4NH3(g)+5O2(g)→4NO(g)+6H2O(g)
mols NH3 = 59/molar mass NH3 = ?
Convert mols NH3 to mols NO using the coefficients in the balanced equation. That's ?mols NH3 x (4 mols NO/4 mols NH3) = ? x 1/1 = ?mols NO.
Then ? mols NO x 22.4L/mol = x L NO @ STP
To find the number of liters of nitrogen oxide produced, we need to use stoichiometry and convert the given mass of ammonia (NH3) to moles, then use the balanced equation to convert moles of NH3 to moles of nitrogen oxide (NO), and finally convert moles of NO to liters at standard temperature and pressure (STP).
1. Calculate the moles of NH3:
Number of moles = Given mass / Molar mass
The molar mass of NH3 (ammonia) is:
1(N) + 3(H) = 14.01 g/mol + (3 * 1.01 g/mol) = 17.03 g/mol
Moles of NH3 = 59 g / 17.03 g/mol = 3.46 mol
2. Use the balanced equation to determine the moles of NO produced:
According to the balanced equation, 4 moles of NH3 react to produce 4 moles of NO.

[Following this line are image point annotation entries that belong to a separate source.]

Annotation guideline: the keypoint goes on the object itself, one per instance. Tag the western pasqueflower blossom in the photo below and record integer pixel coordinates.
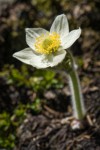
(47, 49)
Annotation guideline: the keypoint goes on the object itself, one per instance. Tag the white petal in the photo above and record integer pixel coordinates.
(48, 60)
(68, 40)
(32, 34)
(58, 57)
(60, 25)
(40, 61)
(24, 55)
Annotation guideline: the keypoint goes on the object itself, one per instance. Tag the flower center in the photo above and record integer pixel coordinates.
(47, 43)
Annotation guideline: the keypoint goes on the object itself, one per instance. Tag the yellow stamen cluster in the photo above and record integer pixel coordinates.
(47, 43)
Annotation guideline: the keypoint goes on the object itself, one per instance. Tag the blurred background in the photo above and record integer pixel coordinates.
(25, 90)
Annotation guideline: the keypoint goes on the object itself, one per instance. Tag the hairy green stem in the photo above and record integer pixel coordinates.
(77, 98)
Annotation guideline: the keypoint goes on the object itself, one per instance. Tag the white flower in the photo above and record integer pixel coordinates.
(47, 49)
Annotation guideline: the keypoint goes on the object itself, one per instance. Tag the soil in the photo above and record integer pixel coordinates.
(50, 130)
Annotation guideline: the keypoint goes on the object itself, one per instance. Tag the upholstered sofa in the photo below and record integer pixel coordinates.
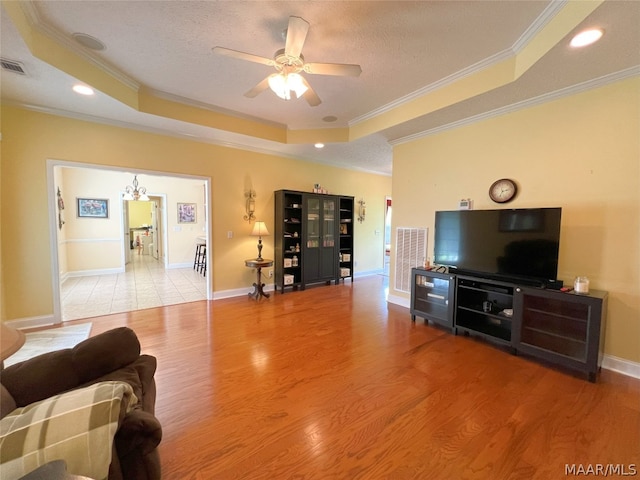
(114, 357)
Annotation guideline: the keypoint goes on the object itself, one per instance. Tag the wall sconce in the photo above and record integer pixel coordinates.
(362, 210)
(250, 205)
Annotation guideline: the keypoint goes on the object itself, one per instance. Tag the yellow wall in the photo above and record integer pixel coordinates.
(30, 138)
(139, 214)
(581, 153)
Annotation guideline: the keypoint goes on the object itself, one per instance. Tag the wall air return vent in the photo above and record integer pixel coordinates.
(12, 66)
(411, 251)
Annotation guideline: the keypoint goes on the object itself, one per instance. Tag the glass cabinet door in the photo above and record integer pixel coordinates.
(313, 223)
(329, 224)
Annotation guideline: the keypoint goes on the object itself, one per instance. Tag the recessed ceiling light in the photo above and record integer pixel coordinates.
(587, 37)
(83, 90)
(88, 41)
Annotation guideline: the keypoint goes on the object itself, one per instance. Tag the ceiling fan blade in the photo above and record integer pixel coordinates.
(258, 89)
(243, 56)
(310, 95)
(296, 35)
(340, 69)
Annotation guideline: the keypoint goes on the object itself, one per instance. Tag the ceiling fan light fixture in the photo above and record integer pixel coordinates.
(282, 85)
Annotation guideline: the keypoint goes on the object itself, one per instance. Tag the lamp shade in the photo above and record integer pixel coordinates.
(11, 341)
(259, 230)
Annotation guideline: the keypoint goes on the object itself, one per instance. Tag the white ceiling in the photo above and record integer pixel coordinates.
(406, 49)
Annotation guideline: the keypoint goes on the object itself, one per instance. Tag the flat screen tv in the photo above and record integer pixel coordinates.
(508, 244)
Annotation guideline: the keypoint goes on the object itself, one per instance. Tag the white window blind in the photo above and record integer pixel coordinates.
(411, 251)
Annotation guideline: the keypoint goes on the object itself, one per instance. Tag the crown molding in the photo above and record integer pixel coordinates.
(37, 22)
(550, 11)
(514, 107)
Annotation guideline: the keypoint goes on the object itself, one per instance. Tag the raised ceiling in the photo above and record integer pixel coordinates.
(426, 66)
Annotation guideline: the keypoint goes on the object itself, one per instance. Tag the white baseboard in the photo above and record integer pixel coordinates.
(621, 365)
(239, 292)
(99, 271)
(180, 265)
(401, 301)
(32, 322)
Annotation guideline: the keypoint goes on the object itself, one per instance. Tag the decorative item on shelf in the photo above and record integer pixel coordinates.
(317, 188)
(93, 207)
(135, 192)
(187, 213)
(581, 285)
(259, 229)
(465, 204)
(250, 205)
(362, 210)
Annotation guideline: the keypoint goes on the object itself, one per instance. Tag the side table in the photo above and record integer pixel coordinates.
(258, 286)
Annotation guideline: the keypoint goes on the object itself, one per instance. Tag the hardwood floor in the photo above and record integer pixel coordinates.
(333, 383)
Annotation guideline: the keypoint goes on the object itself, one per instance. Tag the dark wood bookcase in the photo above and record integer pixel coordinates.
(313, 239)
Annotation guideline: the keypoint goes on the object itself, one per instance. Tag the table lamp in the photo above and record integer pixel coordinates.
(259, 229)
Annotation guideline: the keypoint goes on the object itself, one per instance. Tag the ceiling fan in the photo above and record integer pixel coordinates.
(288, 63)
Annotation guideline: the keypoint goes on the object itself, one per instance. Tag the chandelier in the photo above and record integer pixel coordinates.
(284, 83)
(133, 192)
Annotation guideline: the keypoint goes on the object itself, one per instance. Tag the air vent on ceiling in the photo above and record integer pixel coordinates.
(12, 66)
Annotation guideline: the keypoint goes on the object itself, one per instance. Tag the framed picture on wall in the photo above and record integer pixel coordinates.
(186, 213)
(93, 207)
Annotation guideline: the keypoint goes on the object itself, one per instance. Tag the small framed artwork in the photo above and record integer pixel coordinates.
(93, 207)
(186, 213)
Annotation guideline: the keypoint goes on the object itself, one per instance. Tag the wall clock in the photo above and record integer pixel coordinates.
(503, 190)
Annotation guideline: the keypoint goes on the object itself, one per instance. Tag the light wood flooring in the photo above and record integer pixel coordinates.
(334, 383)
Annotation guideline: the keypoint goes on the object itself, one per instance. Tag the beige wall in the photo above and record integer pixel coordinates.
(581, 153)
(139, 213)
(30, 138)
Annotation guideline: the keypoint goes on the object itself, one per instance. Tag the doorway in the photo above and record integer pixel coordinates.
(387, 236)
(143, 226)
(156, 263)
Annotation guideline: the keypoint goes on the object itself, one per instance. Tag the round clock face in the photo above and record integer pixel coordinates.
(503, 190)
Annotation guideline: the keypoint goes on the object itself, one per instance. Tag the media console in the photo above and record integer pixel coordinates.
(561, 328)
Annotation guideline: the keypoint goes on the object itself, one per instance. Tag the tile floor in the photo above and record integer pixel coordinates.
(145, 284)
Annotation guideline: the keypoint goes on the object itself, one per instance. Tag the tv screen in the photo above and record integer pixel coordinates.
(514, 244)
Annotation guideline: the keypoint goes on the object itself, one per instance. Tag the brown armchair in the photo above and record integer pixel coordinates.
(111, 356)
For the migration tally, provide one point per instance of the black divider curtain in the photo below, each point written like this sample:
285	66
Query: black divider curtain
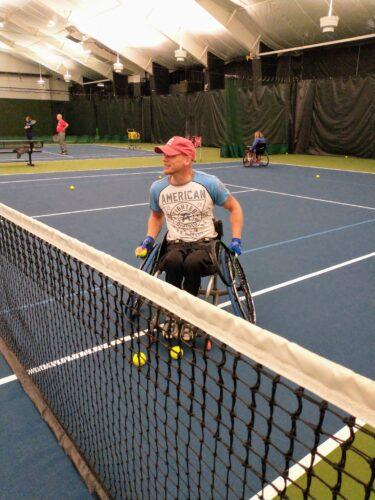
14	111
327	116
205	117
81	116
266	108
336	117
168	116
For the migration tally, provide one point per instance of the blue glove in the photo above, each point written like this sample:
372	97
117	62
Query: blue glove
235	246
145	247
148	243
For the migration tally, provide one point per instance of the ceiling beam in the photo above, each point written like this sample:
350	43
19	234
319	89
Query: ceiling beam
39	59
187	41
234	20
64	46
134	57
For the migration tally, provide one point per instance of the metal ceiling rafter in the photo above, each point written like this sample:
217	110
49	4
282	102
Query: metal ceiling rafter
188	42
60	69
134	56
63	47
232	20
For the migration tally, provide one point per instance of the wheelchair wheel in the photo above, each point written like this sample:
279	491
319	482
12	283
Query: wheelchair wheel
233	276
247	159
134	302
265	160
149	264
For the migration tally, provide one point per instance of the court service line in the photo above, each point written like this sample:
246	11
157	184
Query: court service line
305	277
304	197
115	207
104	346
117	174
312	235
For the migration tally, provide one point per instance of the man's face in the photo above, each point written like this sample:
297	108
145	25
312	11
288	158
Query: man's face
176	164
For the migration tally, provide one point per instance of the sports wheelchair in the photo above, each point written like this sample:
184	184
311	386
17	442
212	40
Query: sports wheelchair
257	158
225	268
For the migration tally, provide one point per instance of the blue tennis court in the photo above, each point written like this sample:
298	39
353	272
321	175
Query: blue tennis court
308	251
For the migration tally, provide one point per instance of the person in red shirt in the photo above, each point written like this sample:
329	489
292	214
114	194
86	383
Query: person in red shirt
60	129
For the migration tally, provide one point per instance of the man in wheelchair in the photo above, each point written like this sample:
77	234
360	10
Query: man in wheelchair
254	154
186	199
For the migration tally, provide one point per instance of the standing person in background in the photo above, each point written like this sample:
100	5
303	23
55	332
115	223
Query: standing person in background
258	139
60	129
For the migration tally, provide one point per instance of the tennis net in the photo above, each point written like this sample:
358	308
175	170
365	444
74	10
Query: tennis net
242	413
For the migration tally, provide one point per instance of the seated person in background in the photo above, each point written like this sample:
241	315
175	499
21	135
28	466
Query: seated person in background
29	123
186	199
258	140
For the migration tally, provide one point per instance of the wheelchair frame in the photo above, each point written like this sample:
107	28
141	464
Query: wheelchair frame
227	268
250	157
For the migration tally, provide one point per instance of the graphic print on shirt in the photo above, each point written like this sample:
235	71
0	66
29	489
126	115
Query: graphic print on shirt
188	209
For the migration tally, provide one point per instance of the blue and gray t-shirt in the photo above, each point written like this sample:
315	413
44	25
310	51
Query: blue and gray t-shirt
188	209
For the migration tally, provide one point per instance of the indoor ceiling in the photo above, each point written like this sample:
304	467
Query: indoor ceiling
85	37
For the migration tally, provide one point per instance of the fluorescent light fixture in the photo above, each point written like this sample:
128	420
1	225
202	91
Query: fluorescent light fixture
40	81
329	23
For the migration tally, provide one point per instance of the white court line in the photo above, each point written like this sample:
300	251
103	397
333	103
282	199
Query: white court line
56	154
299	468
305	277
304	197
117	174
222	305
115	207
324	168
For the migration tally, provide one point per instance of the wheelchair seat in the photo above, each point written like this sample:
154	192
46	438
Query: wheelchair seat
226	268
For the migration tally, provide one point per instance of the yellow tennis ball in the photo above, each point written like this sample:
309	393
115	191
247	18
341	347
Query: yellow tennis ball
139	359
176	352
140	252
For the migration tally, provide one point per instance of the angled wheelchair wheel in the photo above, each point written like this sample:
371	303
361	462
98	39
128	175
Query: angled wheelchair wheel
149	264
134	302
234	278
247	159
265	160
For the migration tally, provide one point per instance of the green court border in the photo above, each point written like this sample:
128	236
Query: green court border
205	155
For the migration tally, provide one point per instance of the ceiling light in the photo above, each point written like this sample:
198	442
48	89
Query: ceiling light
40	81
180	54
329	23
118	66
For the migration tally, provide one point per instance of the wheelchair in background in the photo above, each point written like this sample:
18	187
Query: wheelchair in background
257	158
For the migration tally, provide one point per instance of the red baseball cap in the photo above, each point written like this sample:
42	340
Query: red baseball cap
177	146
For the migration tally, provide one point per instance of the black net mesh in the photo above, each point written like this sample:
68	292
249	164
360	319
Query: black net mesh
211	423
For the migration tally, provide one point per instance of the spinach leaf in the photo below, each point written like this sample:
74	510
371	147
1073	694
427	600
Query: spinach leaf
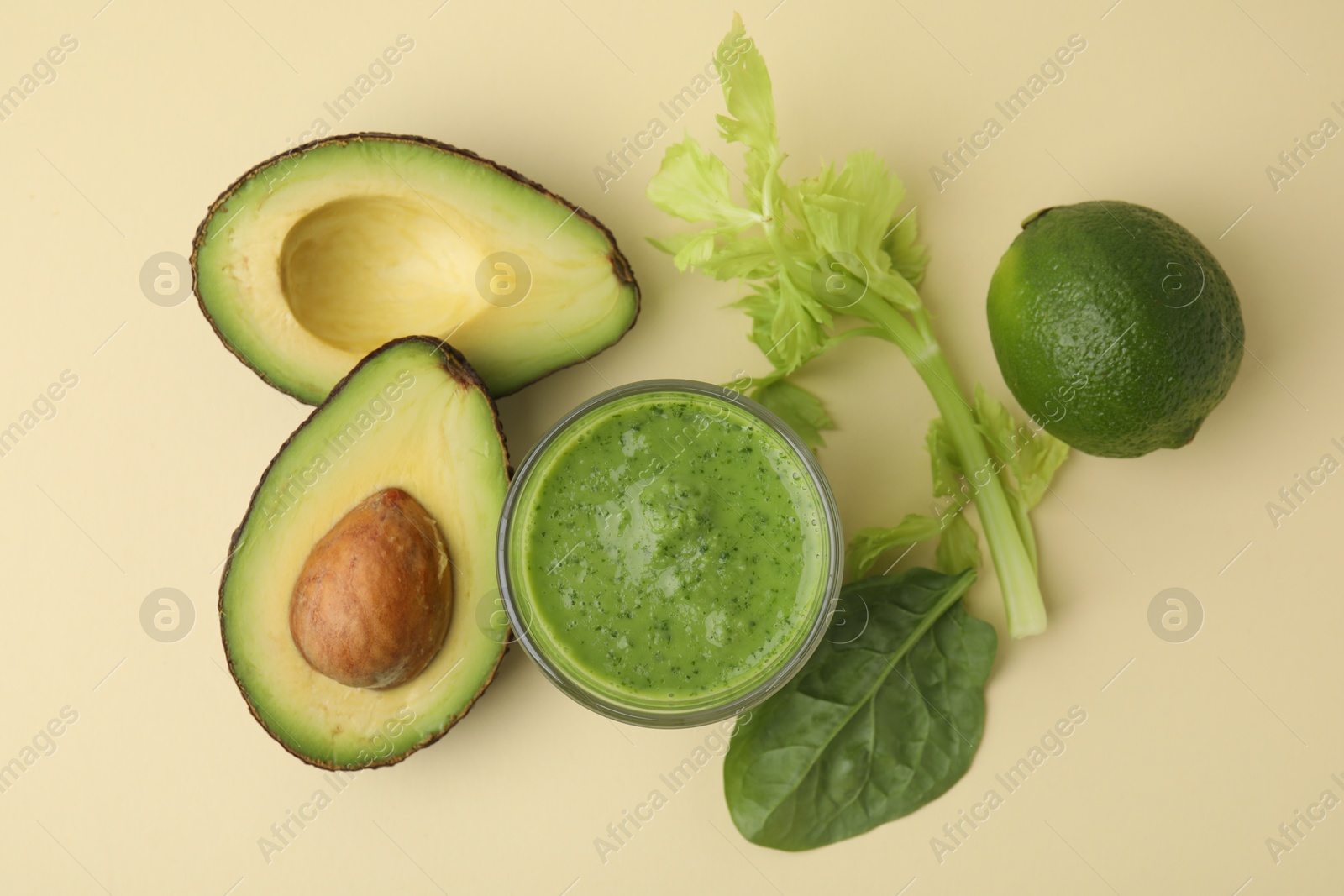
875	725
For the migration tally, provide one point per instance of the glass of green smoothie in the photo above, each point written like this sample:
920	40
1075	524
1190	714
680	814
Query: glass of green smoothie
669	553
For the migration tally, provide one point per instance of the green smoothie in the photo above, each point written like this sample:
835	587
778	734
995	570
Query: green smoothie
669	547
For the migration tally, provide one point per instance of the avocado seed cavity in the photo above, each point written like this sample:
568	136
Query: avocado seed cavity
374	600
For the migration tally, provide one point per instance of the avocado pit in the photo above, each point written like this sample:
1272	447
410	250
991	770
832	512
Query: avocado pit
374	600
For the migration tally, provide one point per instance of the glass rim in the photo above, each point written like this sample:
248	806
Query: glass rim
830	584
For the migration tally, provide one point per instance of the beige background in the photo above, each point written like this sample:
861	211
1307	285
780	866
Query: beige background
1189	759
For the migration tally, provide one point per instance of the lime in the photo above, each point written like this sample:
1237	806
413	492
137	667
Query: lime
1115	327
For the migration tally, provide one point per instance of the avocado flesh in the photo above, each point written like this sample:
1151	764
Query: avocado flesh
437	439
320	255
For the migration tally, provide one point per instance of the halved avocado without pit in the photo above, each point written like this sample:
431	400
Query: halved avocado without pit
358	602
322	254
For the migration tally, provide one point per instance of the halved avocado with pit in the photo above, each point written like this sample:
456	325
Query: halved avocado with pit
322	254
371	527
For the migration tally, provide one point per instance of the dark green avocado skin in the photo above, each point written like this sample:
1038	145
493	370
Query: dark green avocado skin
1115	327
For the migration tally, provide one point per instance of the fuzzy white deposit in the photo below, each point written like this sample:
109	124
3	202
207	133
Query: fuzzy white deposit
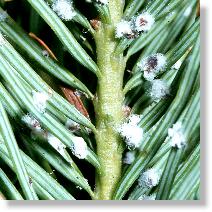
123	28
40	100
129	157
134	119
64	9
144	22
152	65
131	132
149	178
176	135
159	89
31	122
72	125
56	144
79	147
34	125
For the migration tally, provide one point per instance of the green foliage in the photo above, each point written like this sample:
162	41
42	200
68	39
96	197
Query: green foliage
62	144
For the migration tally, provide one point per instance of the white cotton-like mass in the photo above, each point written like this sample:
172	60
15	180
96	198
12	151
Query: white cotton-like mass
159	89
152	65
131	132
31	122
149	178
129	157
64	9
56	144
145	197
134	119
123	28
3	16
144	22
79	147
40	100
72	125
176	135
34	125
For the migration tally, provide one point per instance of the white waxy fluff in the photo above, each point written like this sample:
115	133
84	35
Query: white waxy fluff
144	22
34	125
176	135
159	90
31	122
131	132
40	100
145	197
149	178
129	157
134	119
56	144
64	9
79	147
123	28
152	65
72	125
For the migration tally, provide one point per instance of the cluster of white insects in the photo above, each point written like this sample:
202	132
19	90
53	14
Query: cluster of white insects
79	147
129	130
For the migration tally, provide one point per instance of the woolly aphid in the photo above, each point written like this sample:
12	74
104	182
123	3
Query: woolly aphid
124	29
149	178
158	90
131	132
64	9
79	147
34	125
38	132
72	125
3	16
143	22
176	135
56	144
152	65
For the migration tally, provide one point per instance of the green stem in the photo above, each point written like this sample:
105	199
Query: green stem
108	105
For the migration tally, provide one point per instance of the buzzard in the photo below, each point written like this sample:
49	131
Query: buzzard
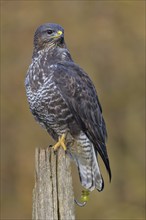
64	101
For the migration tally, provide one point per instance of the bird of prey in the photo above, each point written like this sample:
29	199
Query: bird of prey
64	101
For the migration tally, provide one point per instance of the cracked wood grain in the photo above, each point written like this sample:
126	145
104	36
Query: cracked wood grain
53	197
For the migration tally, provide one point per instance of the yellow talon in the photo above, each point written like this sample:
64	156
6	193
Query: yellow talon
85	195
60	143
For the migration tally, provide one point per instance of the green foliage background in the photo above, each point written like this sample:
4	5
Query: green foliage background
107	39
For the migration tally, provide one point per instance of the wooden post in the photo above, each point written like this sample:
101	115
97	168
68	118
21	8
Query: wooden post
53	197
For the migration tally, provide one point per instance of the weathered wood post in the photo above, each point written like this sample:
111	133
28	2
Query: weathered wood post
53	197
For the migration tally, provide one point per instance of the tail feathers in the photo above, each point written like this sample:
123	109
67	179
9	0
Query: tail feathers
90	175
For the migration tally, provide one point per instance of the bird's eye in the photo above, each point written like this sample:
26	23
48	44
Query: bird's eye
49	32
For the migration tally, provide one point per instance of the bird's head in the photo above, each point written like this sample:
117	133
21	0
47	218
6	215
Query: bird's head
48	35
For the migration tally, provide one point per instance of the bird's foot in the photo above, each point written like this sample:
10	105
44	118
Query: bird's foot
60	143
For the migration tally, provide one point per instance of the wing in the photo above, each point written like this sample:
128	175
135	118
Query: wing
79	93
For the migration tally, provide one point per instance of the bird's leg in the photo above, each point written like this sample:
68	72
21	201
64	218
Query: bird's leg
60	143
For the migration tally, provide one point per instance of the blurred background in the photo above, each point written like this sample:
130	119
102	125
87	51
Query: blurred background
107	39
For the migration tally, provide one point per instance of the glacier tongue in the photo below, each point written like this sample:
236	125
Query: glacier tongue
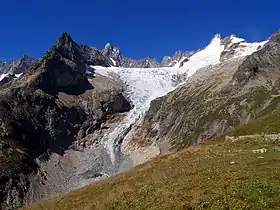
146	84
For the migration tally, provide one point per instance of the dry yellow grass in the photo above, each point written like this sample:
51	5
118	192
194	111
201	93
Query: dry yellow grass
214	175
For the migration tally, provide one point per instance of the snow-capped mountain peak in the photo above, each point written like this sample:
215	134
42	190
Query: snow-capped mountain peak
217	51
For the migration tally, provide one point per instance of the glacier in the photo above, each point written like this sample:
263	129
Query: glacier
147	84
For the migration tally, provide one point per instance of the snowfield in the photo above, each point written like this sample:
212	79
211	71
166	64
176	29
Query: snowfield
147	84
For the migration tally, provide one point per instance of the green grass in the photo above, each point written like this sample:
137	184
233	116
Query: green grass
200	177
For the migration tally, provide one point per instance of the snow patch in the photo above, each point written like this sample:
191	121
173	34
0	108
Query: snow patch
18	75
248	48
209	56
114	62
2	76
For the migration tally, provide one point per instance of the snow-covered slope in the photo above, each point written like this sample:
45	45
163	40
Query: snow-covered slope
211	55
146	84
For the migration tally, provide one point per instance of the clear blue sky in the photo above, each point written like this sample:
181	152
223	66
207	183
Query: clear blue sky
138	27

So, 3.46 moles of NH3 will produce (3.46 moles * 4 moles of NO) / 4 moles of NH3 = 3.46 moles of NO.
3. Convert moles of NO to the volume at STP:
At STP, 1 mole of any gas occupies 22.4 liters of volume.
Thus, the volume of NO at STP = 3.46 moles * 22.4 L/mol = 77.5 L
Therefore, 59.0 g of NH3 will produce 77.5 L of nitrogen oxide at STP.